The bare area is not always exposed to the facial nerve and may occur at any location along the tumor surface. The surgeon should carry out a wide local excision with the tumor contained within as much normal tissue as is possible. The bare area or deep surface of the tumor can lie against the cartilaginous external auditory meatus, styloid process, facial nerve, or masseter muscle.

Tumor Rupture

Rupture of the tumor, because of overzealous traction, instrument compression, rough handling, or poor surgical technique, with spillage into the surgical wound are factors which have been thought to predispose to recurrence.
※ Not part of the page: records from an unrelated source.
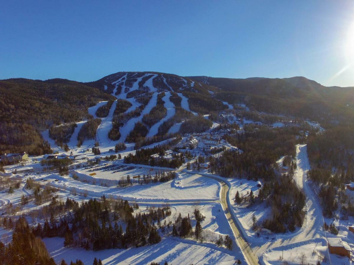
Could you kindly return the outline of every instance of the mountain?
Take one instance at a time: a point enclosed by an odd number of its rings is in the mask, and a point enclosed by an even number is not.
[[[302,77],[244,79],[189,76],[221,89],[217,98],[258,111],[325,122],[354,118],[354,89],[327,87]]]
[[[99,104],[103,101],[108,102]],[[83,118],[107,117],[103,125],[96,119],[84,128],[89,137],[96,132],[89,129],[98,130],[109,141],[162,137],[185,120],[189,121],[181,131],[200,131],[209,125],[198,114],[217,114],[228,107],[222,101],[324,124],[354,119],[353,88],[327,87],[302,77],[240,79],[120,72],[86,83],[15,78],[0,81],[0,154],[48,152],[41,131]],[[89,113],[91,107],[93,112]],[[52,132],[63,135],[59,138],[65,143],[71,134],[73,134],[74,128]],[[83,133],[80,135],[84,141]]]

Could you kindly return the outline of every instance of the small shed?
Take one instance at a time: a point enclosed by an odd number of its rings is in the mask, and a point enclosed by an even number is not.
[[[354,190],[354,182],[350,182],[347,184],[347,188],[350,190]]]
[[[354,233],[354,225],[352,225],[351,226],[349,226],[349,227],[348,228],[348,229],[350,232]]]
[[[352,249],[347,244],[339,237],[330,237],[328,240],[328,248],[331,254],[345,256],[350,258]]]

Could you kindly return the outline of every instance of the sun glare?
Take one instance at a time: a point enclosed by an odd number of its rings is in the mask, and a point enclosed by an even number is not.
[[[350,64],[354,63],[354,23],[352,24],[347,33],[344,52],[347,62]]]

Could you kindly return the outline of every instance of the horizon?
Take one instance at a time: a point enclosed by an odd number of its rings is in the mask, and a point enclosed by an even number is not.
[[[64,3],[3,4],[0,78],[86,82],[153,69],[354,86],[353,1]]]

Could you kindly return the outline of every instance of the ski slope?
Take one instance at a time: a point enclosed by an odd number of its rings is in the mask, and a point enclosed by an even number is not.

The interior of a PA is usually soft and gelatinous, and it is these myxoid and friable cellular tumors that are at highest risk for rupture (McGregor, Burgoyne, & Tan, 1988). Recent reports suggest that there is no correlation between tumor capsule rupture and recurrence of PA (Hendrikisson, 1998; Duchman, 1994; Notvig, 1994). However, this evidence does not fully explain the most frequent finding of multiple nodules rather than solitary, isolated recurrences. These observations suggest that rupture of the capsule of the tumor and spillage of tumor cells are still the most likely factors contributing to recurrence of tumor. Long-term follow-up, even annual follow-up by mail, may give a more accurate picture of tumor-free disease survival, than hoping that patients who develop a recurrence will come back and consult with their original surgeon.

Extension of Tumor Into Other Areas

Extension of tumor into other areas which may go unrecognized at the time of surgery has been cited (Maran, 1984; Rabinov, 1997) and suggested to be the cause of recurrence. For instance, the tumor may become wedged between the mastoid process and the body of the mandible.